The miracle of Ingenuity is that all of these commercially bought, off-the-shelf components worked. Radiation didn't fry the Qualcomm computer. The brutal thermal cycles didn't destroy the battery's storage capacity. Likewise, the avionics, sensors, and cameras all survived despite not being procured with spaceflight-rated mandates.

"This is a massive victory for engineers," Tzanetos said.

Indeed it is. While NASA's most critical missions, where failure is not an option, will likely still use space-rated hardware, Ingenuity's success opens a new pathway for most science missions. They can be cheaper, lighter, and higher-performing in every way. This is almost unimaginably liberating for mission planners. //

The concept of flying Ingenuity came along at just the right time, in the early 2010s, as NASA was finalizing the payloads that would fly on the Perseverance rover to Mars in 2020. When NASA had to make the call on whether or not to fly the technology demonstration mission, the right mix of technologies was coming online: high energy density batteries, high-performance processors for mobile devices, lightweight cameras, and MEMS accelerometers to measure acceleration.

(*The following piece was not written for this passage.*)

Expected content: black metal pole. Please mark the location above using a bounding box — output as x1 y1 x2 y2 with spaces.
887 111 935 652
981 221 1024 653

These devices were pushed and perfected as part of the mobile phone revolution. If there had been no iPhone, there would have been no Ingenuity. It was the perfect confluence, and it resulted in the miracle on Mars. //

It's a perilous exercise to judge history while being in the middle of history, of course. But I would rate Ingenuity among the three most innovative and important things that NASA has done during the 21st century. The other two are the James Webb Space Telescope and the Commercial Orbital Transportation Services, or COTS, program.